Canada : Un employeur musulman pratiquait l’esclavage sur des travailleurs étrangers

Un employeur musulman a été condamné dans la province du Québec dans un jugement rendu par le Tribunal administratif du travail.

 

Mr. Abderrahman Abounouar avait engagé quatre jeunes Guatémaltèques, tous dans la vingtaine, dans sa ferme de fines herbes de la région de Drummondville.

 

Sur papier, le contrat était tout ce qu’il y a de correct : semaines de 40 heures à un salaire de 9,65 $ l’heure, moins 45 $ pour rembourser le logement qui leur était fourni. Ils avaient droit à une journée de congé hebdomadaire.

 

Pendant des mois, les quatre hommes se sont sentis traités comme des « ânes » et comme des « esclaves » selon ce qu’ils ont rapporté aux agents  de la GRC (gendarmerie Canadienne)

 

Les employés pouvaient travailler jusqu’à 20 heures par jour, sans que tout leur travail soit rémunéré.
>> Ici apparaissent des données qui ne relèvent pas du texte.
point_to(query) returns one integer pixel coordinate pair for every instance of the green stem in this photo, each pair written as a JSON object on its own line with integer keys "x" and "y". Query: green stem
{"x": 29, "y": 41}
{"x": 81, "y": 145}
Ils étaient hébergés dans une remorque de camion inadaptée et non chauffée, un hébergement pour lequel une somme de 45 $ était déduite de leur salaire. Leur passeport leur avait également été confisqué afin de les obliger à travailler plus longtemps que ce qui était prévu au contrat.

 

 

Les forces de l’ordre sont venues au secours des travailleurs à la ferme en octobre 2012 après que le patron musulman  eut confisqué leurs passeports et menacé de ne pas leur remettre leurs billets d’avion pour les forcer à continuer à travailler une fois leur contrat terminé.

 

Passeports cachés, heures impayées, travail forcé, violence physique et verbale, logement insalubre ; la liste est longue. Une des victimes en a fait une dépression.

 

Les victimes ont tous enchaîné des semaines de 50, 60 et même 70 heures, heures pour lesquelles ils n’étaient majoritairement pas payés. Ils ont parfois été réveillés en pleine nuit ou après quelques heures de sommeil à peine et contraints de retourner empaqueter des herbes. Une fois, ils ont travaillé 22 heures d’affilée. Ils ont obéi « par crainte d’être expulsés du Canada », ont-ils dit au tribunal.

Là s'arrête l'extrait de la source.